Jo_Huang · October 12, 2020, 6:36pm

Hi,
I’m trying to design a simple social network data model.
I found this repo https://github.com/DimiMikadze/create-social-network/blob/master/api/resolvers/follow.js as a reference.

My question is in this node.js app, a “Follow” action contains 3 document updates (1 relationship document, and 2 user documents) .
If the app crashes or the network issue happened, the state might be in the middle of the whole state (ex: 1 updated, 2 not updated).

I think it’s a very common pattern, but I don’t know how to handle it. Is there any design pattern to avoid it?
Although transaction is introduced from 4.0, I would like to know the best practice of this common situation.

2-phase commit?
transaction?
or some other recovery mechanism?

Thanks,
Jo

Pavel_Duchovny · October 13, 2020, 5:08am

Hi @Jo_Huang,

You have found one of the main concern for designing relationship in MongoDB where if you have many collections to update/query you will endup in not optimized and reliably harder schema to maintain.

One of the rules is try to use as less collections as possible and data that will be queried updated should be stored together.

Therefore, I am not sure why do you need a relationship document. I am not seeing how a relationship will be queried without a user context (either follower or following) . For this reason I think there are 2 documents to update :

User document of the one who followed another user.
User document of the one who is being followed/subscribed.

Now doing those 2 documents can be done with ACID transaction if you have to ensure data consistency across documents. However, it could also be done in an async way where one of your services (or atlas trigger) is listening to follow requests and update the followed user together with other application logic like sending a push notifications to that user.

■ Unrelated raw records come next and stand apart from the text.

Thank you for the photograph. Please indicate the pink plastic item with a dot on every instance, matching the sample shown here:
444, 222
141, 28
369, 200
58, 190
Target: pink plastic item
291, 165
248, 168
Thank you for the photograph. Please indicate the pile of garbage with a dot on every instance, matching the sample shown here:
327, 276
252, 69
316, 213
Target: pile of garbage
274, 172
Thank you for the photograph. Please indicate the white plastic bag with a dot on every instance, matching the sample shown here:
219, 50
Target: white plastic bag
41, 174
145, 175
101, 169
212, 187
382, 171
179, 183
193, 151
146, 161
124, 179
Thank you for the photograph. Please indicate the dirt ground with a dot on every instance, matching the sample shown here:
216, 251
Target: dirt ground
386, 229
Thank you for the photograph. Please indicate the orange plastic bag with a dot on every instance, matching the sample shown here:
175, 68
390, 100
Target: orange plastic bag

Now the problem of keeping all followers in one array as you will have unbounded arrays which is a known mongo antipattern. Therefore you should look into the outlier pattern design for heavy users.

Of course I recommend using all the baked in mechanisms like retrayble writes and causal consistency to improve failure writes. Perhaps also add a retry logic of your own and use $addToSet to push relationship to have no impact if operations are done multiple times to the data logic.

https://www.mongodb.com/article/schema-design-anti-pattern-summary

Thanks
Pavel

Jo_Huang · October 13, 2020, 11:02am

Hi, Pavel
I found this reference

On page 18, it seems suggesting the relationship (edge collection in the page) collection.

Could you help me understand more?
Is there any recommended social network data model design reference?

Thanks

Pavel_Duchovny · October 13, 2020, 11:58am

Hi @Jo_Huang,

I see this presentation nis based on socialite which is our community project mimic of social network to test MongoDB workloads.

I think the relationship collection is in a way an outlier collection.

One of the consideration when having lots of arrays and possibly index them for searches might introduce an overhead maintaining them or will need large ram to keep the hot working set in memory (best practices).

I would like to emphasize that this project and design was initially based on very old MongoDB versions where the storage engines and compression as well as index optimization was different… I am not saying most of the consideration don’t apply but I would relay on more up to date content like our pattern blogs and performance new blog series … I will link them here for you to read!

( Linked last article as it has all others )

Let me know if that makes it clear

Best
Pabel

Jo_Huang · October 13, 2020, 5:35pm

Thanks for the references. I’ll check it!